Thirty-seven wolves taken to a junction and loaded into a truck, and not one of them has a recorded destination.

The girl Tate mentioned. Kira. I search for cross-references.

Our files wouldn’t have her directly, since she was Hartley pack.

But if the Hartleys used the same network, the same truck, the same junction, then the system isn’t just ours.

It’s regional. And the girl Tate knew disappeared into the same void as our thirty-seven.

Never heard from again.

I put the files back. Close the cabinet. Sit at the desk and stare at the wall. The light is changing. Late afternoon. I’ve been in here for hours.

Thirty-seven wolves. Some of them were families. Some had children. I personally handled at least a dozen of those transfers, including the latest one.

Where did they go? Where did any of them go?

I lock the office and head to the main house. Garrett’s on the porch with our father. Dad’s in his rocking chair, smaller every time I see him. The big man who ran this ranch shrinking into the grief that arrived with Maren and never left.

I take the porch steps. Garrett reads my face.

“What?” he says.

“The relocations.”

The alpha slides forward in his expression. Subtle but unmistakable.

“What about them?”

“Thirty-seven transfers in ten years. Not one recorded destination. No follow-up. Where do they go, Garrett?”
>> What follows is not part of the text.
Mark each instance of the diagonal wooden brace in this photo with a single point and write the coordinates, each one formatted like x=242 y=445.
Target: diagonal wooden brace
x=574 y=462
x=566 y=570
Dad’s eyes move between us. Alert. More present than he’s been in months.

Garrett takes a drink of his beer. Sets it on the railing.

“They go where the network places them. Communities equipped to manage their situation. That’s what we were told when we established the program, and that’s what I believe.”

“You believe. But you don’t know.”

“I know the wolves we move off our territory don’t come back. I know our people are safe. I know the protocol works.”

“Works for who? I went through years of files, and there isn’t a single piece of evidence that any of those wolves arrived anywhere.”

“That’s not our operation, Conner.” The alpha tone… not a shout. A lowering. “We protect our territory. What happens outside our borders is managed by people we trust.”

“Who? I call a number. A truck shows up. Two men I’ve never met take a family south. That’s the whole chain of custody. That’s enough for you?”

“It’s the system that’s kept this pack safe for a decade.

” He stands. Squares to me. Not aggressive.

Present. The alpha asserting that this conversation has reached its limit.

“Maren died because magic was on our land. We built a system to make sure that never happens again. It’s not perfect.

But it works, and I’m not going to tear it apart because you’ve suddenly decided to ask questions you’ve never asked before. ”

The last sentence hangs.

Questions you’ve never asked before.

He’s right. I haven’t. For years, I’ve taken families to the transfer point and watched them drive south and never once followed the truck.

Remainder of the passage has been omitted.